One method I look forward to possibly implementing back in Micronesia is sustainable carbon sequestration through the lines of running hydroelectricity. There is plenty of room for improvement on all levels in combating climate change in the Pacific, and I intend to contribute as much as I can. With that said, it is inconceivable for me to forget the impact my peers had on me.
My fellow classmates who were alongside me in Iceland reassured me that I was not alone in this war against climate change. I commemorate each of their individual efforts and undenying pursuit to foster the world’s environment. I was fortunate enough to learn and immerse myself amongst them all as their innovative ideas and incentives were shared through our collaborative Capstone Projects.
My groups’ Capstone Project focused on creating a sustainable tunnel ventilation system with the crossover instillation of carbon sequestration technology. Tunnels have always been an integral piece of infrastructure, and were first found around 2160 B.C. In addition, tunnels are commonly used for utilities such as water and electricity distribution, as well as transportation.
Our idea revolved around instilling a modification within the tunnel to incorporate carbon sequestration technology. As many vehicles pass through tunnels, the ventilation system would capture, isolate, and remove harmful CO2 from the air and store it in different forms. After storing the carbon and isolating it, we could then resell waste carbon in all forms (solid, liquid, gas) to help the construction of tunnels. This can be done by adding the waste carbon into cement mixture, that way we are recycling and reusing carbon that is captured.
This idea would not have been possible to come up with if it weren’t for my ingenious teammates – Chris Douglas, Kayla Koenig, Justin Huamani, and Natalia Dzietzyk.
“The GREEN Program really instilled in me an understanding of the significance regarding diverse collaboration”

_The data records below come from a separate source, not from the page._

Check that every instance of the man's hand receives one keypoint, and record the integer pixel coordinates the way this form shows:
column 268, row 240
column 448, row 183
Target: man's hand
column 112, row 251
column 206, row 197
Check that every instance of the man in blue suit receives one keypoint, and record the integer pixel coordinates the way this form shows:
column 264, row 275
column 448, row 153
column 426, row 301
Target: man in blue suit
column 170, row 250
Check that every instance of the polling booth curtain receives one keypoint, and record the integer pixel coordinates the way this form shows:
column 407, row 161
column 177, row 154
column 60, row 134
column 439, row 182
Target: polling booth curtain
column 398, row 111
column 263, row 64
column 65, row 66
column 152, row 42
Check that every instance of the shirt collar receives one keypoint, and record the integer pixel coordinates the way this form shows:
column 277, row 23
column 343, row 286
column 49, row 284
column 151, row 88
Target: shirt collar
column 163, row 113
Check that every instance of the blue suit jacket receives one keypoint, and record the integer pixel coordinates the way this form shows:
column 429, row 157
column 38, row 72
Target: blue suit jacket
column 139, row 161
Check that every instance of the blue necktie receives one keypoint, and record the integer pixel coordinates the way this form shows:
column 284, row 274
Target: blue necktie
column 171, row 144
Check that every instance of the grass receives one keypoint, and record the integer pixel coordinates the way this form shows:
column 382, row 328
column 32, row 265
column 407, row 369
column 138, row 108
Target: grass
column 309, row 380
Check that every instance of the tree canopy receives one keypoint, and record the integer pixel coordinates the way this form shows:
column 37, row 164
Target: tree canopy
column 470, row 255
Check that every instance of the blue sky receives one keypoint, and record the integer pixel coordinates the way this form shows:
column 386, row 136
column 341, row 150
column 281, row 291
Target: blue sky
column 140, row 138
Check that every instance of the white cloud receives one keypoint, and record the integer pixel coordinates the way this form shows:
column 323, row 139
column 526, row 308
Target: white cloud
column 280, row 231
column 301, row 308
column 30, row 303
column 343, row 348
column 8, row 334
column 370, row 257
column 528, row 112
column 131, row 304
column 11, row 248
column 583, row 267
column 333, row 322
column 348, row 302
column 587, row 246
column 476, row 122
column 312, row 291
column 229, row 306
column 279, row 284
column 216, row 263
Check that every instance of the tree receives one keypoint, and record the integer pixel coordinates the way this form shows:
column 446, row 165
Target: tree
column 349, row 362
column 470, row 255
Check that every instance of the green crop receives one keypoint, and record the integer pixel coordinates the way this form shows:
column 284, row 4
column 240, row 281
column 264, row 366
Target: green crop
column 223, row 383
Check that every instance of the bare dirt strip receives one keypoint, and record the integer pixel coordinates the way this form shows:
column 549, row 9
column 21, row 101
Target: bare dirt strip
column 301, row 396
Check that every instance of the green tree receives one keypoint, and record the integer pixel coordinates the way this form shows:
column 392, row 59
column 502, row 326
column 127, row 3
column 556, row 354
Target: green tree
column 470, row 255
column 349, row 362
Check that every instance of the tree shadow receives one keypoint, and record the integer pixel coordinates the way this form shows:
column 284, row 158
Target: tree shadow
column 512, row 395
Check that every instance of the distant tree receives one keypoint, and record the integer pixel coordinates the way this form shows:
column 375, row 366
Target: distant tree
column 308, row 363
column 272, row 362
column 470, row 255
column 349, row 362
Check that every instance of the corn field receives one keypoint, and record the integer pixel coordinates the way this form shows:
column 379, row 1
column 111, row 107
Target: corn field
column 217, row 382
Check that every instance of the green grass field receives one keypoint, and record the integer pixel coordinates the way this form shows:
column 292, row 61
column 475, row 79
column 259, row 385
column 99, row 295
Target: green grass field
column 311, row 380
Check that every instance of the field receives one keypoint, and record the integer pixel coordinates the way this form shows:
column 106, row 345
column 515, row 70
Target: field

I would have never thought a Pacific Islander like myself would have any business or experiences in such a different part of the globe. For Micronesia, there’s a series of hurdles to get out of the country to purse higher education. And with climate change directly impacting our cultural identity, it’s crucial that we do all we can to preserve our indigenous ways.
Educational opportunities abroad such as The GREEN Program have helped me engage in unique learning experiences whilst expanding my overall skill set. Knowledge is power, and I can honestly say that international exposure will give you the best insight towards elevating self-cognizance and overall personal growth
For this, I would like to say thank you once more. To my GREEN Guides, Hildur and Eyrún, thank you both and everyone else at The GREEN Program and Midgard Adventures. I deeply appreciate your efforts in allowing a Pacific Islander like myself to witness glaciers and the effects of climate change first-hand here in Iceland.
As a Micronesian, I say this, “In order for us youth to proceed on with receiving the torch of the next generation, we must first be given a chance to extend out our hand.”